The well recognised value of archived data for broad scientific purposes sometimes far from the original idea behind a specific observation has led to varied attempts to facilitate the approach to the data. Projects were devised to allow general users to combine data pertinent for a given research from numerous facilities. This laudable aim led to some very ambitious programmes. The ESIS programme of ESA, for which I had the privilege to serve as chair of an oversight committee, was one of these. Large sets of requirements were established and contracts to satisfy them were awarded to software industries. It proved, however, that the ambitions were much above what was feasible at the time (mid 1990s) both in term of hardware capacities and in term of matching the idiosyncrasies of the sometimes widely different data (in terms of angular, energy and temporal resolution for example) and data quality. ESIS therefore never led to satisfactory results. Much more modest approaches proved more fruitful. They set for themselves simple goals like, for example, to standardise names and conventions for the data. This required already considerable discussions that lasted for years involving institutes that were sometimes far apart in their way to develop software systems. This is the approach followed by the Centre de Données Stellaires, CDS, in Strasbourg. It is interesting to see that efforts with the same general aims keep flourishing and little by little allow users to indeed use data from several instruments to tackle the questions at hand. This went under the umbrella of "Virtual Observatory", VO, with a very significant level of funding for a number of years. Going back to the study of AGN and their emission components, this is bound to continue to yield valuable insights.

Efforts to assemble data from many different sources, as we have seen in astronomy, are actual in many areas of science.

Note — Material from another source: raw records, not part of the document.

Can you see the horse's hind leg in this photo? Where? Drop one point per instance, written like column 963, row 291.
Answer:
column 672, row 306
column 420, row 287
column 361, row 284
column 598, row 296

There are now, for example, intense discussions in medical sciences aiming to collect all relevant medical and biological data pertaining to individual patients and to make them available in a suitable form to health professionals. This reminds of the process astronomers went through and are still struggling with. I trust that these are not the only fields in which combining data of different origins and quality is expected to be fruitful and hope that discussions across the boundaries of scientific disciplines could help finding efficient paths through the many obstacles hidden in data jungles.